He is not ruling out fielding as an independent candidate.
Fine Gael have added Kilrush Town Councillor Marian McMahon Jones to their list of candidates, while fellow Fine Gael Town Councillor Ian Lynch is considering running as an independent, having not been selected by the party at their recent convention.

Councillor Prendeville reflected, “It [running as an independent] is an option but at this stage, I want to get a reaction from the community I represented successfully for 30 years. When the word gets out, it will alert people to the fact that they won’t have somebody, who has represented them for 30 years, to represent them and that experience has been consigned to the litter bin.

“Usually when someone is unsuccessful at convention, the consolation prize is to run independent. But I don’t think that running independent is a panacea for disappointment. What I’m going to do is I will consult for the next six or eight weeks, I will listen to what people say and I will take it from there,” he said.
Councillor Prendeville claimed the late Nelson Mandela wouldn’t have succeeded on Monday if he had been a candidate at the Armada Hotel in Spanish Point.

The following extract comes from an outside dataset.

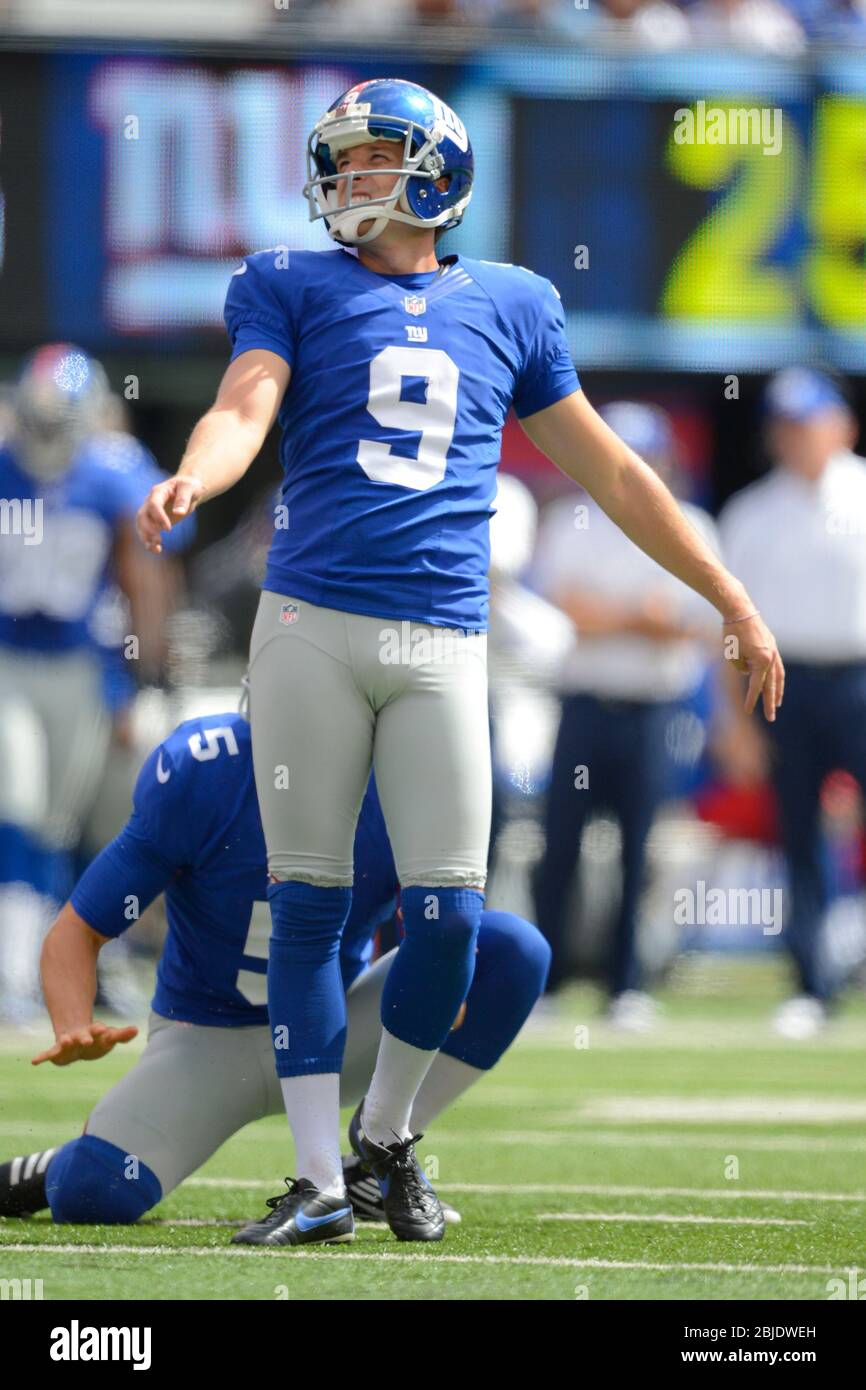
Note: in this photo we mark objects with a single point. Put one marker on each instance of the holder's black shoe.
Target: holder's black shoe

“Under the PR system if Nelson Mandela, God be good to him, came back to life on Monday night, he wouldn’t have made it onto the ticket. That is a fact. He wouldn’t have got through. You can buy convention. It’s a flawed system. I guarantee you that next year, Fianna Fáil will have less people paying the €20 to register,” he maintained referring to the fact that voters had to pay €20 to register for membership and therefore become entitled to a vote at convention.

On Monday night, Limerick TD Niall Collins, who chaired the convention, said the €20 charge was a talking point.

“We can argue about whether €20 is too much or too little. If it was less, I’d be the first man to argue that you’d have people trying to buy a convention,” Deputy Collins stated.

Meanwhile, Councillor Prendeville is using the late South African president as an inspiration.
“Where do I go? Again I’d quote from Nelson Mandela, who said, ‘judge me not on my successes but rather on the number of times I fall down and struggle to get up on my feet’. I’m at pains to emphasise the disappointment and the hurt that I felt. Not at Monday night because I knew it was a foregone conclusion but at the strategists in Dublin. I understand they were told it was the wrong strategy but yet they decided to go ahead with it. The reason they went ahead with the three-candidate strategy was in the event of one of the outgoing councillors not getting through convention. That would allow Fianna Fáil the luxury of adding them on,” he stated.

Councillor Prendeville said he noticed an outbreak of nervous tension at the top table at one point during his convention speech.
“When I used the phrase ‘I’m reviewing the situation’ in my speech, that sent tremors across the table. I could see [Deputy] Dooley and all of a sudden he was getting fidgety. He knew exactly what I was talking about. It was amazing to see the reaction afterwards when people were coming up to me and saying ‘well done, that was the finest speech we ever heard. If we had a vote again, we’d give it to you.’ I said ‘lads, it’s not your problem. The problem now lies with Fianna Fáil. They’ve thrown the dice and the dice came out wrong for them, not for me.’ I don’t know how they’re going to repair it. A simple phone call to me isn’t going to do the business,” he predicted.